Originally designed to meet a pressing need within the health information technology community, MITRE's Synthea produces realistic, artificial patient data to power medical research and innovation. It's now been honored for its contributions to creating a more equitable world.
MITRE-Created Synthea™ Designated a "Digital Public Good"
Using artificial patient data provides medical communities realistic data to innovate for better patient outcomes. The Digital Public Goods Alliance (DPGA) recognized the public interest impact and added Synthea™ to its DPG Registry. The DPGA’s mission is to promote digital public goods to create a more equitable world.
Synthea was developed in 2018 as a MITRE independent research and development (IR&D) project to solve an issue plaguing the health IT community: the lack of realistic patient data to drive innovation. Synthea produces realistic, but not real, patient population data sets for testing and research.
Governed by an international board including the United Nations Development Programme and UNICEF, the DPGA works to accelerate the attainment of the Sustainable Development Goals in low- and middle-income countries by facilitating the discovery, development, use of, and investment in digital public goods. The designation of digital public good confirms Synthea meets the DPG Standard which includes open source principles and best practices, as well as its potential to tackle global challenges.
“We’re honored by the recognition that the Digital Public Goods Alliance has bestowed upon Synthea,” says MITRE’s Chief Medical and Technology Officer, Dr. Jay Schnitzer. “Creating this free, publicly available, and open source synthetic patient data generator supporting medical research and innovation underscores our commitment to protect and promote the well-being of the nation.”
“Synthea doesn’t produce deidentified health data,” says Jason Walonoski, MITRE’s senior principal, Health and Life Sciences, and co-creator of Synthea. “Instead, Synthea uses population and health statistics to create a realistic, but absolutely not real, population data set from the ground up.
"There is no risk of data spillage or privacy concerns with this method because as ‘real’ as these records appear, they’re created from a model that researchers can adjust to meet their specific needs.”
Creating this free, publicly available, and open source synthetic patient data generator underscores our commitment to protect and promote the well-being of the nation.

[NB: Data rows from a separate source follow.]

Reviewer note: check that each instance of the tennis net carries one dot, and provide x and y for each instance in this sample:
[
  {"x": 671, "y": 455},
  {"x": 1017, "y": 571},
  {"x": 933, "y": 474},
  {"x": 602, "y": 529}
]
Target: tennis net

Open Source Synthea Embraced and Advanced by Broad Health Community
In 2020 the Veterans Health Administration Innovation Ecosystem and Food and Drug Administration used the Synthea Patient Generator to power the COVID-19 Risk Factor Modeling Challenge. The precisionFDA Challenge leveraged 147,000 synthetic patients “to develop and evaluate computational models to predict COVID-19 related health outcomes in Veterans.” Subsequently the U.S. Department of Veterans Affairs designated Synthea a Technical Reference Model.

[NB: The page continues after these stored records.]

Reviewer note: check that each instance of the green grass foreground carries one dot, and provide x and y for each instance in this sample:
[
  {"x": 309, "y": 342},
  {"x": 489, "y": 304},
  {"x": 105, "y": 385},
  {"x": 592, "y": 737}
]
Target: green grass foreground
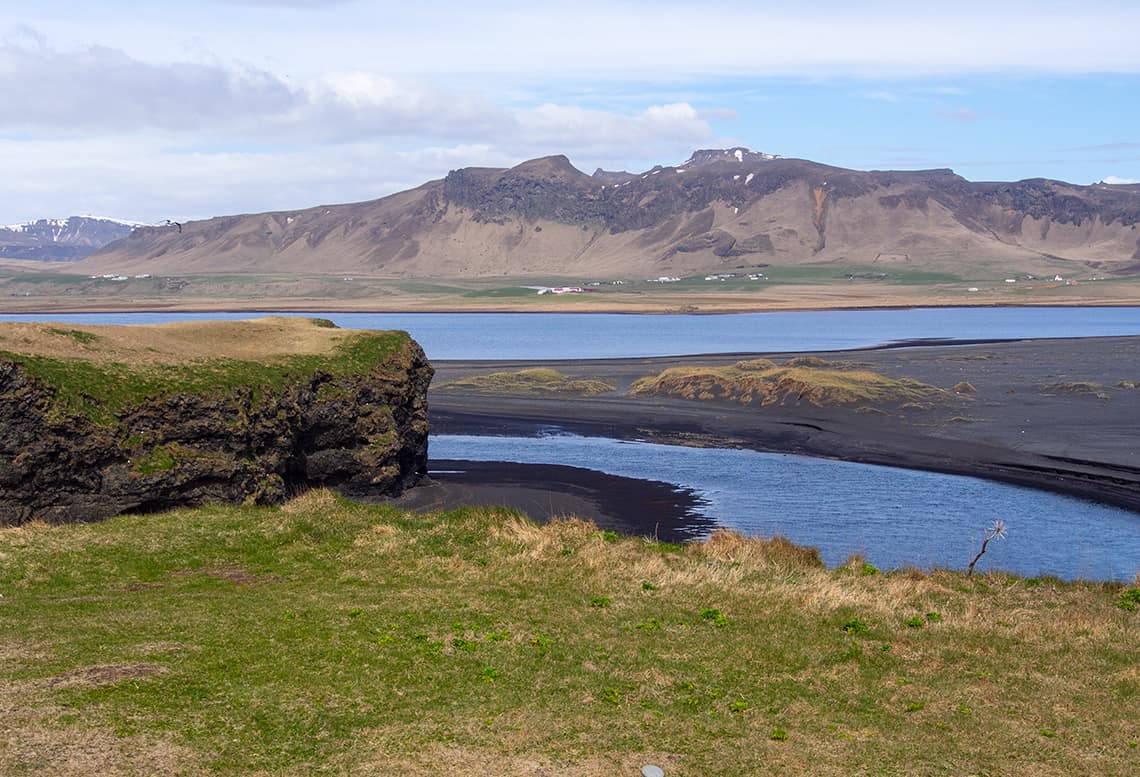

In 2021 the Department of Health and Human Services’ Office of the National Coordinator for Health Information Technology’s Synthetic Health Data Challenge awarded $100,000 to teams that developed “novel solutions to further cultivate Synthea capabilities and the synthetic data it generates for healthcare and research purposes.”
Independent R&D Addresses Gaps in Research
Gartner estimates that by “2030, synthetic data will completely overshadow real data in AI models.”
Walonoski foresees a similar trend given “synthetic data has been shown to improve predictive models by providing supplemental training data for scarce data sets, such as modeling a rare health condition.
"But synthetic data can also be used where it is important not to embed individual information in the model, such as personal health data. Synthetic health data is getting better and better, and we’ll increasingly see these kinds of use cases.”
MITRE’s IR&D experts work with government agencies to identify their hardest problems that could be solved through R&D. Its research is often focused on the research gaps that no one else is filling. The IR&D program develops new ways to use technology, creating tools, processes, and approaches that help agencies carry out their missions and ensure a safer world.